Yesterday I walked probably like 10k in the mid-day sun! I found this authentic Indonesian restaurant where I had lunch (I was the only white skinned tourist in the place!). They only had one thing for lunch- “Chicken and rice”. Sounded boring, but the Lonely Planet recommended this place so I went for it. It was actually a huge lunch! And, I got to try some new things. It came with chicken, chicken liver, and….chicken feet! I was feeling adventurous, so I gave it all a try. The liver was good! The chicken feet were just too crispy/overdone to really get excited about. But, I was proud of myself for trying new food- and, nothing bad happened! And, it was a whopping $3 (although I think that was tourist prices, the local guys were probably paying $1.50).
By the end of the day I was exhausted, but I dragged myself to the beach for sunset, and sat on a bean bag under an umbrella, had an ice cold Bintang and took about 17,000 pictures of the sun right before it set. Sunset seems to be a popular thing here in Seminyak, and people around me were from all over the world.
So one thing that people don’t like to talk about with tropical paradise islands like Bali are the 3rd world aspects. Here’s a list of some of the things that suck:
-At least 3 times a day, no matter where I am, there’s this horrible smell that drifts into my presence. It’s kind of like bad cheese and poop combined. I still have no idea where it comes from, but I intend to find out!
-The sidewalks. No matter where you are, if there are sidewalks, they are crumbling apart- and this includes gigantic holes in the ground that would be easy to fall into if you were not paying attention.
-The dogs and cats. They are so unloved here. Most of them look depressed and beaten down, underweight, and they’re all DYING for food. They seem miserable and some of the dogs just bark a lot for no apparent reason, and the cats all have this scratchy meow that lends me to be more annoyed than sympathetic!
-Many of the beaches are littered with litter! It’s like people just throw stuff out in the ocean, and nobody bothers to clean up. I did see a hotel staff yesterday cleaning their portion of the beach, which is nice. Still, I question why nobody bothers to clean the beaches here. In San Diego, the biggest trash day of the year is July 4th, and the place looks like hell at the end of the day, but at 8am the next morning, volunteers get together to pick up trash, and by mid-day the place is immaculate!
-The hawkers. You can’t really go anywhere without people yelling at you: “Massage sir? Taxi! Transport? Boss, what you want?” It’s constant and gets old after a few times. If you even glance their way, they will get all excited and run up to you and try to get you to buy! One caveat to the hawkers is that, if you want something, they will get it done for you, or find someone that can! And, there doesn’t appear to be any resentment if you don’t buy and just want to ask a question (unlike Tijuana!).
So I’m here in “glitzy” Seminyak one more night.
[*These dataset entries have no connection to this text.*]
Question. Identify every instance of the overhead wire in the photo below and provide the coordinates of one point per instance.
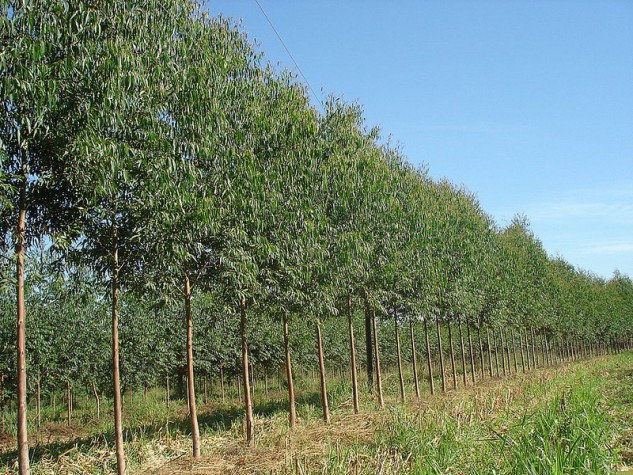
(290, 54)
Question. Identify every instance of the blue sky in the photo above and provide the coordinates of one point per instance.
(529, 104)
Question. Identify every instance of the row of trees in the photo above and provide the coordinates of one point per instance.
(147, 147)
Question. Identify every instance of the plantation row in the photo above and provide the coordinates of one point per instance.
(167, 194)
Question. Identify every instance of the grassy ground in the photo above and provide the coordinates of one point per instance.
(575, 418)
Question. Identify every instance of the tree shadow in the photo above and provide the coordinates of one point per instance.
(211, 419)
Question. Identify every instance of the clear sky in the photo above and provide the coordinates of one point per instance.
(528, 104)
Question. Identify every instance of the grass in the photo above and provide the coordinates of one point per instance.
(570, 419)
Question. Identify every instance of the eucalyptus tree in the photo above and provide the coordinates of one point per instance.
(123, 145)
(527, 285)
(46, 46)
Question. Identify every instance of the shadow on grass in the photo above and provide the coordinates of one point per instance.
(212, 418)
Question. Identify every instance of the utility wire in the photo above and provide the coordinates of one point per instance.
(290, 54)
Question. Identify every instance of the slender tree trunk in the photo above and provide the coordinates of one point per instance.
(97, 399)
(528, 357)
(352, 349)
(118, 423)
(23, 442)
(452, 348)
(38, 399)
(428, 357)
(472, 354)
(2, 405)
(543, 350)
(69, 404)
(292, 413)
(369, 347)
(489, 351)
(534, 358)
(324, 400)
(481, 353)
(441, 352)
(381, 401)
(248, 403)
(416, 382)
(195, 431)
(463, 351)
(399, 354)
(514, 352)
(494, 338)
(222, 383)
(167, 391)
(503, 351)
(522, 352)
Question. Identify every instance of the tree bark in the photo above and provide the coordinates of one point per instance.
(381, 401)
(352, 349)
(463, 351)
(118, 424)
(503, 351)
(514, 352)
(481, 352)
(450, 340)
(195, 431)
(222, 382)
(97, 399)
(38, 399)
(439, 347)
(494, 339)
(472, 355)
(69, 403)
(324, 401)
(399, 354)
(23, 443)
(428, 357)
(292, 412)
(248, 403)
(416, 382)
(522, 351)
(489, 352)
(369, 347)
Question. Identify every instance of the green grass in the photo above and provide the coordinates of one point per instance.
(570, 419)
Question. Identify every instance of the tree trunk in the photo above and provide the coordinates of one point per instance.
(514, 352)
(69, 404)
(381, 400)
(472, 355)
(399, 354)
(415, 360)
(23, 442)
(463, 351)
(292, 413)
(352, 349)
(97, 399)
(503, 351)
(489, 352)
(222, 383)
(428, 357)
(481, 352)
(369, 347)
(522, 351)
(534, 358)
(38, 399)
(439, 347)
(248, 403)
(195, 431)
(324, 401)
(494, 339)
(118, 424)
(450, 340)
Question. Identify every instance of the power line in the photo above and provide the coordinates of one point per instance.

I’m getting together (finally) with my friend Dan later today, who lives about a 20 min walk from where I am. Not sure where I’ll be going tomorrow. I’d like to find waves. There’s a beach here and I was going to rent a board and surf this morning, but the water was a yellowish-brown color after a lot of rain last night. I’d rather not acquire some nasty disease at this point, so I skipped it. I may head north, or south back to Ulu Watu, or I’m even toying with the idea of going back to Ubud for my last week.